Probability Distributions

R provides every common probability distribution through one consistent system: a distribution name (norm, binom, pois…) prefixed by d, p, q, or r to ask for a density, a cumulative probability, a quantile, or random draws.

Learn Probability Distributions in our free R course — a beginner-friendly interactive lesson with worked examples, a practice exercise and a quick reference.

Part of the free R course at LearnCodingFast — hands-on lessons with examples you run in your browser, plus practice exercises and a quick quiz.

In this lesson you'll master the d/p/q/r prefix system with the normal distribution, branch out to runif / rbinom / rpois , lock down reproducibility with set.seed() , and draw from explicit sets with sample() .

What You'll Learn in This Lesson

1️⃣ The d / p / q / r System

Learn one distribution's four functions and you've learned them all. For the normal distribution, the suffix is norm , and the prefix selects the question. The three deterministic ones below give the same answer on every machine.

Add mean and sd to describe any normal. Here's a worked "heights" example that answers real probability questions exactly.

2️⃣ Beyond the Normal

The same four-letter pattern covers the binomial, Poisson, uniform, exponential, t, chi-squared, and more — just change the suffix and supply that distribution's parameters. These density/probability calls are exact, so their output is stable across machines.

Reading them: dbinom(3, 10, 0.5) is the probability of exactly 3 successes; ppois(2, 4) is the probability of at most 2 events. Use d for "exactly," p for "at most / less than."

3️⃣ Random Draws & set.seed()

The r* functions simulate data. Because they use R's pseudo-random generator, every run differs — until you fix the starting state with set.seed() . We omit the printed numbers here because exact draws depend on your R version, but the code is reproducible on a given machine.

sample() is different: it draws from a set you provide — perfect for dice, cards, shuffling, and bootstrapping. Set replace = TRUE to allow repeats.

Your turn. Fill in the # TODO blank and run it — the deterministic p / q answers are shown.

Compare simulation against exact theory — the heart of Monte Carlo thinking. Simulate thousands of games, measure the empirical win rate, and check it against the 8/36 truth.

📋 Quick Reference — Distributions

Practice quiz

In R's distribution naming, what does the p prefix compute?

  • The density at a point
  • A random draw
  • The cumulative probability (area to the left)
  • The quantile

Answer: The cumulative probability (area to the left). p gives P(X <= x), the cumulative probability up to a value.

What does the q prefix (as in qnorm) return?

  • The value at a given percentile
  • A probability
  • A density height
  • A random number

Answer: The value at a given percentile. q is the inverse of p: give it a probability, it returns the value.

What does dnorm() give you?

  • A cumulative probability
  • A random draw
  • A percentile rank
  • The density (curve height) at a point

Answer: The density (curve height) at a point. d gives density, not a probability; it can even exceed 1.

Which function draws random numbers from a normal distribution?

  • pnorm()
  • rnorm()
  • qnorm()
  • dnorm()

Answer: rnorm(). The r prefix generates random draws from the distribution.

What does set.seed(123) accomplish?

  • Makes subsequent random draws reproducible
  • Speeds up the r* functions
  • Sets the mean to 123
  • Draws 123 numbers

Answer: Makes subsequent random draws reproducible. Fixing the RNG seed reproduces the same draws on the same R version.
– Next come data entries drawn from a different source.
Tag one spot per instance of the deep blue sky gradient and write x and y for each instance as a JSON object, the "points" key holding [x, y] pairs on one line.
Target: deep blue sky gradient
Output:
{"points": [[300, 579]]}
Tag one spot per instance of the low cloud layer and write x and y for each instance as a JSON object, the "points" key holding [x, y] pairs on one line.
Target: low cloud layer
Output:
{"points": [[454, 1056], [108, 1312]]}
pnorm and qnorm are related how?

  • They are unrelated
  • They both return densities
  • They are exact inverses of each other
  • qnorm always doubles pnorm

Answer: They are exact inverses of each other. qnorm(pnorm(x)) == x; one maps value->prob, the other prob->value.

What does dbinom(3, size = 10, prob = 0.5) compute?
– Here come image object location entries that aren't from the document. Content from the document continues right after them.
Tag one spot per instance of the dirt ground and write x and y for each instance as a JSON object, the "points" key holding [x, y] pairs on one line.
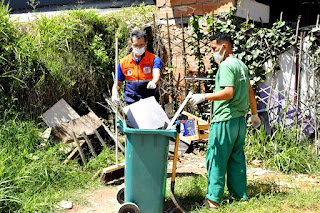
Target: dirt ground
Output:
{"points": [[104, 200]]}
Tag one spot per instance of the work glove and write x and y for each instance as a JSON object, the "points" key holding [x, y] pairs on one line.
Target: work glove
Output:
{"points": [[151, 85], [197, 98], [115, 95], [255, 120]]}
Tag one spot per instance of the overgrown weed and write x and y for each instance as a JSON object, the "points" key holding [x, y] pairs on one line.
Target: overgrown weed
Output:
{"points": [[280, 150]]}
  • P(at most 3 successes)
  • P(exactly 3 successes in 10 trials)
  • The mean number of successes
  • A random number of successes

Answer: P(exactly 3 successes in 10 trials). d on a discrete distribution gives the probability of exactly that count.
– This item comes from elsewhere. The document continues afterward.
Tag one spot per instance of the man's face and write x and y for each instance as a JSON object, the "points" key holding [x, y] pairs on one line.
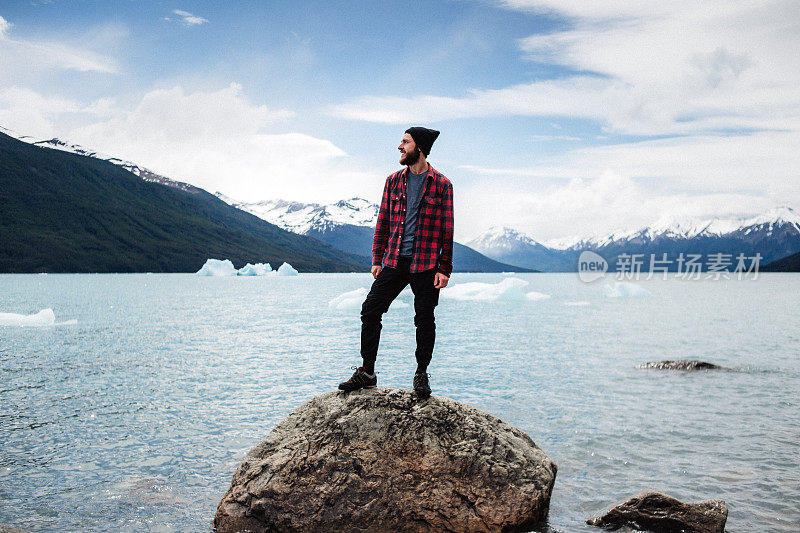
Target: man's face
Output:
{"points": [[409, 153]]}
What does ppois(2, lambda = 4) give?

  • P(exactly 2 events)
  • The mean 4
  • A random Poisson count
  • P(at most 2 events) when the mean rate is 4

Answer: P(at most 2 events) when the mean rate is 4. p is cumulative: probability of 2 or fewer events.

Why does sample(1:6, 10) without replace = TRUE error?

  • 10 is too large a number
  • You can't draw 10 distinct values from only 6
  • 1:6 is not a vector
  • sample needs a probability

Answer: You can't draw 10 distinct values from only 6. Without replacement you can draw at most 6; add replace = TRUE for repeats.

qnorm() expects its first argument to be...

  • A raw data value like 95
  • A count of trials
  • A probability between 0 and 1
  • A standard deviation

Answer: A probability between 0 and 1.